Bereite mich gerade auf den morgigen Bundestag vor. Freue mich darauf, viele Leute zu treffen. #Rede #JVP
— Sebastian Kurz (@sebastiankurz) 26. Juni 2009
Ingrid Thurnher
Möglicherweise im Gehen geschrieben, auf alle Fälle aber unter Zeitstress oder im Glauben, dass dieses Twitter eh niemand so richtig nutzen wird. So waren vermutlich die Voraussetzungen für Ingrid Thurnhers ersten Tweet. Ein Tweet a lá Whatsapp-Nachricht an Mama: hallo Mama, bin für kurze Zeit zurück in der ZIB 2, heute geht’s los, gleich mit dem bUdneskanzler bussi
hallo Twitter, bin für kurze Zeit zurück in der ZIB 2 und freu mich auf bewegte Zeiten – heute gehts los, gleich mit dem bUdneskanzler!

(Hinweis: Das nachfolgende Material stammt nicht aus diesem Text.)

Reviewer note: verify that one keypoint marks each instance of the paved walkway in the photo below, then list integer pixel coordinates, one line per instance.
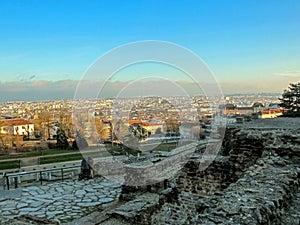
(60, 201)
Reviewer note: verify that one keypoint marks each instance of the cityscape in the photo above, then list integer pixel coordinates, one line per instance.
(149, 112)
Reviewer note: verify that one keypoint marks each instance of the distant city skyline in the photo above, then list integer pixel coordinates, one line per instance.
(46, 47)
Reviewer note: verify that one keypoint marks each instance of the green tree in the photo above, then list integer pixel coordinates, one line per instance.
(290, 100)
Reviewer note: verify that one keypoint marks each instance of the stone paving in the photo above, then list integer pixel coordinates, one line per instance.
(60, 201)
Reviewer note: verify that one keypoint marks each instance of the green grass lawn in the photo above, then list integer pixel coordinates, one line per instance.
(10, 165)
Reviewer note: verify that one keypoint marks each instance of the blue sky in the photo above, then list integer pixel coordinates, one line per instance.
(243, 42)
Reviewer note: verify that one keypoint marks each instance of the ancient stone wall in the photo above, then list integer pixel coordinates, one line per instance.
(251, 181)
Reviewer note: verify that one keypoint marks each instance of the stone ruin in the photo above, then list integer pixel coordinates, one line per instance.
(253, 180)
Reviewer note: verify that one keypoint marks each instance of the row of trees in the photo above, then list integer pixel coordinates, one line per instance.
(290, 100)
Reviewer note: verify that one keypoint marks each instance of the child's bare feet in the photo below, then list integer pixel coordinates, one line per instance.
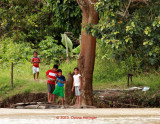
(75, 105)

— Ingrid Thurnher (@IngridThurnher) 28. September 2009
Armin Thurnher
Die Vermutung liegt nahe, dass sich Armin Thurnher diesen humoristischen gedanklichen Erguss als Anlass genommen hat, endlich dieses Twitter runterzuladen. Es ist die Art von Humor, die sowohl jedem Vater, als auch jeder Führungsperson zu eigen ist. Dieser Art von Humor ist wiederrum zu eigen, dass sie geteilt werden möchte. Mit der Kellnerin im Restaurant, mit Schulfreunden, Abteilungsleitern und ab der Jahrtausenwende auch mit den Twitter Followern.
Wer soziale Netzwerke benutzt, ist motorisch gestört. Das sehe ich jeden Tag anhand meiner Mitarbeiter.

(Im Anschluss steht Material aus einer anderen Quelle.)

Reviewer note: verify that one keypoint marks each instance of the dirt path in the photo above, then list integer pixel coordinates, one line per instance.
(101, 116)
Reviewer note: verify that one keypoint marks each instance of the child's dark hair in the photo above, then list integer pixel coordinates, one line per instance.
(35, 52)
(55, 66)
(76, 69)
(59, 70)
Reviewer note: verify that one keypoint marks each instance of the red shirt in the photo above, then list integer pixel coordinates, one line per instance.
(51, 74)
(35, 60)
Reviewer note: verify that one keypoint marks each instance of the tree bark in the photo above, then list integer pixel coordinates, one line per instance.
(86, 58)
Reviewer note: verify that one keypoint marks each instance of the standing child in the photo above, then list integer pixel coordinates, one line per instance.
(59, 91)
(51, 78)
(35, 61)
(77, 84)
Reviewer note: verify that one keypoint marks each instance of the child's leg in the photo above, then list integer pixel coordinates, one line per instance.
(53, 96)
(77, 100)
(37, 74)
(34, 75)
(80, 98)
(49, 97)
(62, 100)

— Armin Thurnher (@arminthurnher) 4. Oktober 2009
Money Boy
Ziemlich zur gleichen Zeit, als Money Boy die österreichische Musik-Szene mit „Dreh den Swag auf“ bereicherte, wurde auch sein Twitter-Account und eigentlich damit auch DER Money Boy geboren. Beachtlich schon damals die Anzahl der Retweets und Favs. Ist Money Boy nun eine auf Social-Media-Kanälen geschickt inszenierte Kunstfigur? Und das Timing dieses Tweets der Beweis dafür?
Yo, Money Boy ist auf Twitter. Burrr!!!
— ALLES IST DESIGNER (@YSLPlug) 9. August 2010
Niko Alm
Ein Tweet aus längst vergangenen Zeiten, in dem man noch schamlos einfach twittern konnte, was man derzeit machte, nicht machte, dachte und nicht dachte. 140 Zeichen, die zur uneingeschränkten und undurchdachten Informationsweitergabe zur Verfügung standen. Das war Twitter 2007.
eat. mmmmhm
— Niko Alm (@NikoAlm) 18. März 2007
Hanno Settele
Wer im Sommer die ORF-Doku „iMensch“ gesehen hat, konnte Hanno Settele als offenbar in digitalen Gefilden eher unerfahrenen Zeitgenossen erleben. Die Twitter-Karriere startete aber dennoch, wie es sich für einen anständigen österreichischen Journalisten gehört, im 2009er-Jahr mit einem „Chirp“. Über 7500 weitere Tweets sollten folgen.
Chirp
— Hanno Settele (@HannoSettele) 22. April 2009
Reinhold Mitterlehner
Wenn man etwas Positives über diesen ersten Tweet sagen kann, dann dass er zu 100% authentisch ist. Keine aalglatte PR-Abteilung hat hier ihre Finger im Spiel. Dieser Tweet wurde geboren, weil Reinhold Mitterlehner das so wollte. Ein Selfie. Vor irgendeiner schwindligen Karrikatur. Im Schummerlicht. Mit einer Handykamera. Ohne Text. Man wünscht Herrn Mitterlehner, dass er sich sein wildes, ungezähmtes Wesen für die Politik behält.